The Master and Margarita is a complex novel which masterfully weaves together three different plots.  The first plot is about Satan’s visit to Moscow in the person of Professor Woland, a professor of black magic who, together with his accomplices, wreaks havoc on the capital city.  In the chapters which tell the story of Woland’s adventures in Moscow, Bulgakov cleverly ridicules life under Communist rule with its crass materialistic philosophy.  The second plot is the story of the confrontation between Pontius Pilate and Yeshus Ha-Notsri,  a figure resembling Jesus but with enough differences from the Gospel narratives to leave some doubt.  These four chapters, dispersed among the thirty-four, are worth the price of the book, in my judgment.  The third plot is indicated in the book’s title and concerns the relationship between a weak passive young man and his girlfriend.

A Brief Sampler

The first chapter opens with a meeting between the editor of an important Russian literary journal and a young poet who writes under the pen name of Homeless.  The two meet in a park to discuss a project in which the journal editor has commissioned the poet to write a long anti-religious poem denying the existence of Jesus.  After awhile, they are joined by a stranger (Satan in the person of Professor Woland) who rudely interrupts their conversation.

 “Forgive my importunity, but I understood that, in addition to all else, you  don’t believe in God either?” Woland asks in a hushed voice.

 “No, we do not believe in God.” Berlioz (the editor) replies.

 “You are atheists?” asks Professor Woland, throwing himself back against the  park bench.

 “Yes, we are atheists,” Berlioz responds.  “In our country atheism does not  surprise anyone.  Most of our population is intelligent and enlightened, and  has long since ceased to believe the fairy tales about God.”

 The conversation continues about proofs of God’s existence until Professor  Woland says: “But what troubles me is this: If there is no God, then, you  might ask, who governs the life of men and, generally, the entire situation  here on earth?”

 The young poet Homeless hastily responds: “Man himself governs it.”

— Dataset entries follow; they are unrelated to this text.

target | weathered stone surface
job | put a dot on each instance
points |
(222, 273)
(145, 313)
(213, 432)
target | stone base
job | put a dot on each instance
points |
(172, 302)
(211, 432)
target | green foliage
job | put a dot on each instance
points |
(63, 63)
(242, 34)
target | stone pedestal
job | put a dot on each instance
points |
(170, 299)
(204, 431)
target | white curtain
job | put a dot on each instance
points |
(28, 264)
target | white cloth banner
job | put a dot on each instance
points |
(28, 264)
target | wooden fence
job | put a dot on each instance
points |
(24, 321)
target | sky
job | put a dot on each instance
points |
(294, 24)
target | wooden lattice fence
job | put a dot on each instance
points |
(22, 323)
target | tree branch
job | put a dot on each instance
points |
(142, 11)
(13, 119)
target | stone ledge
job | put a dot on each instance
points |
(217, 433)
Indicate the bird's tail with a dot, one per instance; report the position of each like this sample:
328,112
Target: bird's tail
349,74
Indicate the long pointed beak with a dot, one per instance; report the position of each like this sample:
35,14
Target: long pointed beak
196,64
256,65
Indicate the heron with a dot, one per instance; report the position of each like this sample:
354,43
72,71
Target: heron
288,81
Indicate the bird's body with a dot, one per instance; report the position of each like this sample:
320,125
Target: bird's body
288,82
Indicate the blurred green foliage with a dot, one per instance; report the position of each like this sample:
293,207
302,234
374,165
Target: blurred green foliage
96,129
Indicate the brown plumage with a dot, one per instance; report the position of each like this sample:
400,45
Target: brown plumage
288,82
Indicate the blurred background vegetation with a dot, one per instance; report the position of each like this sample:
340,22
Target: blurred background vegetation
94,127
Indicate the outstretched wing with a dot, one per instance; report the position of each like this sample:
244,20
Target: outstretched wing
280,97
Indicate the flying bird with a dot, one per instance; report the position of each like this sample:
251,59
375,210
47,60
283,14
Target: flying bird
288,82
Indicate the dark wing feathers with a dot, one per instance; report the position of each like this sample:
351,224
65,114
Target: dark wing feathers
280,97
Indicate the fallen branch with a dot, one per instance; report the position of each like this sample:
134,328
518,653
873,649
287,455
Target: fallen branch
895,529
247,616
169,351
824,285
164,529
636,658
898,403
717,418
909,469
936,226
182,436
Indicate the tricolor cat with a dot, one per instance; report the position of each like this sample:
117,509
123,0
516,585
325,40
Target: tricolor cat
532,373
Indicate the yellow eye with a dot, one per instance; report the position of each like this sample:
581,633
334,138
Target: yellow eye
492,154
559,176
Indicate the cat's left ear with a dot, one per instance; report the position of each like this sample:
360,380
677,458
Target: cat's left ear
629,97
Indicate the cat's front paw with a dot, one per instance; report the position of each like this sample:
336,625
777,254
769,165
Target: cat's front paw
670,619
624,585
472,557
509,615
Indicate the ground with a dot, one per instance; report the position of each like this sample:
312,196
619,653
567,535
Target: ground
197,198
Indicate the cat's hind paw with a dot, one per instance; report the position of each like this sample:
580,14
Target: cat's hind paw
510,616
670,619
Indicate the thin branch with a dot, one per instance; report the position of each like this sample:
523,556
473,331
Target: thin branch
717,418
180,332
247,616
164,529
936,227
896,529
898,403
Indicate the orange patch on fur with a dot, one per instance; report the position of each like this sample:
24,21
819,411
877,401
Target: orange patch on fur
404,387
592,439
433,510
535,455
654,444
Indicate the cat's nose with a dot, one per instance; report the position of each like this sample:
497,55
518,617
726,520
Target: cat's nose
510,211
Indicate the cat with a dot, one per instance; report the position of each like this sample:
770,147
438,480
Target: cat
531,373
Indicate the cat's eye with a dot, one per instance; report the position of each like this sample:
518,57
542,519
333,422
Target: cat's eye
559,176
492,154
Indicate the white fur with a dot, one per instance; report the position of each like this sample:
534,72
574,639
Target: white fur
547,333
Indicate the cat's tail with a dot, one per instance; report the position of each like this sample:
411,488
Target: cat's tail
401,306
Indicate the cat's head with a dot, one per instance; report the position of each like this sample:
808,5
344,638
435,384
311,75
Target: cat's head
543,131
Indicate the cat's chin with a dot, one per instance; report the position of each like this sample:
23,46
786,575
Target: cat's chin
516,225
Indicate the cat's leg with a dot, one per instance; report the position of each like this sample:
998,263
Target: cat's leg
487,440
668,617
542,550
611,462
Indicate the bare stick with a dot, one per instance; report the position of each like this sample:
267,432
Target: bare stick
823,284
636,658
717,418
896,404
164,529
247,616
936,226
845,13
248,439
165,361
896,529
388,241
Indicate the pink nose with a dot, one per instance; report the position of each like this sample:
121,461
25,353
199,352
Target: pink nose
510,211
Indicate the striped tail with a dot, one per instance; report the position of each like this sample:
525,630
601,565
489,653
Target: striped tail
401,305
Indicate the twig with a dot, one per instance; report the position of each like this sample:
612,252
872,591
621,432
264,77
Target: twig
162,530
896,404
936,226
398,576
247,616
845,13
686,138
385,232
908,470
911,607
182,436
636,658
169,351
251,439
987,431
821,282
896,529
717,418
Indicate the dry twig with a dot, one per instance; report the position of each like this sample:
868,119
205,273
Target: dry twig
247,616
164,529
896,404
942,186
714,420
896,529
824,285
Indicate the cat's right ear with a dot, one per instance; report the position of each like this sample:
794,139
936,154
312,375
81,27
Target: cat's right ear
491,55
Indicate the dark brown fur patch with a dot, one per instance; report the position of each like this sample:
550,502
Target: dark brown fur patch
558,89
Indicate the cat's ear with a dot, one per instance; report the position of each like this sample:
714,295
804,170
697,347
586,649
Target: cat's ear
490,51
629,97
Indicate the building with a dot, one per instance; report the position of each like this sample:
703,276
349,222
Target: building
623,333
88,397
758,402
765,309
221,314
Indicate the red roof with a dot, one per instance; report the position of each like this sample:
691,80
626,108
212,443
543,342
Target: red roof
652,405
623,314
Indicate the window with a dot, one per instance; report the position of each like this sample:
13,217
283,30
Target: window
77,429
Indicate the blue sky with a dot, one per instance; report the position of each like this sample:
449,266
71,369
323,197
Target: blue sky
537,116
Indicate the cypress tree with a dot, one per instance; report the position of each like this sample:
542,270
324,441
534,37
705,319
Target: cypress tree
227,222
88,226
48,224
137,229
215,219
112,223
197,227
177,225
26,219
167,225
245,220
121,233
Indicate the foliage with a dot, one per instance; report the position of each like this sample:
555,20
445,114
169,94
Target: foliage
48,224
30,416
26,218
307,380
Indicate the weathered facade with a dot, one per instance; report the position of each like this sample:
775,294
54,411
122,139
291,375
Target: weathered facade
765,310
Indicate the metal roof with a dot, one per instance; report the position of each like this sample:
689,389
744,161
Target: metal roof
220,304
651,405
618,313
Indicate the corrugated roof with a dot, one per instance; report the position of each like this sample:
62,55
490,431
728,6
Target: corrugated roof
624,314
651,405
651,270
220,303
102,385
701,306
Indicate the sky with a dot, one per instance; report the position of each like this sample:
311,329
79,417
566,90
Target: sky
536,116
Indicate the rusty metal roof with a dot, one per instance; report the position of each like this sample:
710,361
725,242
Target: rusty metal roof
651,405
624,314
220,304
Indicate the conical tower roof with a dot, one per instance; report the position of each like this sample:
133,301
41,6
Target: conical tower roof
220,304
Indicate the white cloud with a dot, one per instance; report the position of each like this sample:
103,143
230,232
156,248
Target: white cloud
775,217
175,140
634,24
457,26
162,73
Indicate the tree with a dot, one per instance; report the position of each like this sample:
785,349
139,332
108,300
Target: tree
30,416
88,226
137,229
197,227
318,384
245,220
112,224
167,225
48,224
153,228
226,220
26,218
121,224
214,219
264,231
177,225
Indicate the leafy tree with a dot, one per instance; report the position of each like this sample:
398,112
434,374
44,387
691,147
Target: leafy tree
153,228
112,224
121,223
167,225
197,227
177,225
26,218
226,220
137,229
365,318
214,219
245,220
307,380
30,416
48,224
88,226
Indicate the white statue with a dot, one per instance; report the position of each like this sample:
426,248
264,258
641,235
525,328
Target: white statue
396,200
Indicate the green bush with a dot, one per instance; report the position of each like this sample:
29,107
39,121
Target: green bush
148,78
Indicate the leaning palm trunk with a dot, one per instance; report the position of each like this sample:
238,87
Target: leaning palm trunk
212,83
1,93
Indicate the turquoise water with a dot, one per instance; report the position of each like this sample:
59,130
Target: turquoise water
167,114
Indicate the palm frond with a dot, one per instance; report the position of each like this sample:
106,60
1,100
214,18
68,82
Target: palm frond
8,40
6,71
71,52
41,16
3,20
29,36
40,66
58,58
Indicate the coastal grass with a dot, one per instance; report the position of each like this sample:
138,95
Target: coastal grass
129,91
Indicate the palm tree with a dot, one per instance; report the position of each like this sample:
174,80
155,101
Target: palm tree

 “Sorry,” the stranger responded mildly, “But in order to govern, it is, after all,  necessary to have a definite plan for at least a fairly decent period of time.   Allow me to ask you, then, how man can govern if he cannot plan for even so  ridiculously short a span as a thousand years or so, if, in fact, he cannot  guarantee his own next day?”
The first chapter concludes as Professor Woland leans over and whispers to Berlioz and Homeless, “And keep in mind that Jesus existed . . . There is no need for points of view. . .  He simply existed, that is all. . .  There is no need for proof, either.”

A Sign of Hope

I agree with Calvin College professor Edward Ericson’s judgment, despite some opposing views by other literary critics, that “The Master and Margarita is Mikhail Bulgakov’s spiritual – specifically Christian – testament.”  The bottom line is this: only fools believe that they live in a world without God.  Bulgakov creatively uses the reality of Satan to prove the existence of Jesus.  No wonder the Communist Party banned this book for so long!

I find much hope in the fact that this book was a favorite of Russian university students in the 1990s, but I am less sure about its popularity now.  It is in the richness of Russia’s literary heritage, with its deep Christian spirituality, that a moral foundation can be rediscovered upon which the New Russia can be built.  Western secularism is no answer.  An enlightened and revitalized Christian faith, separated from the power of the state, is the best hope for Russia’s future.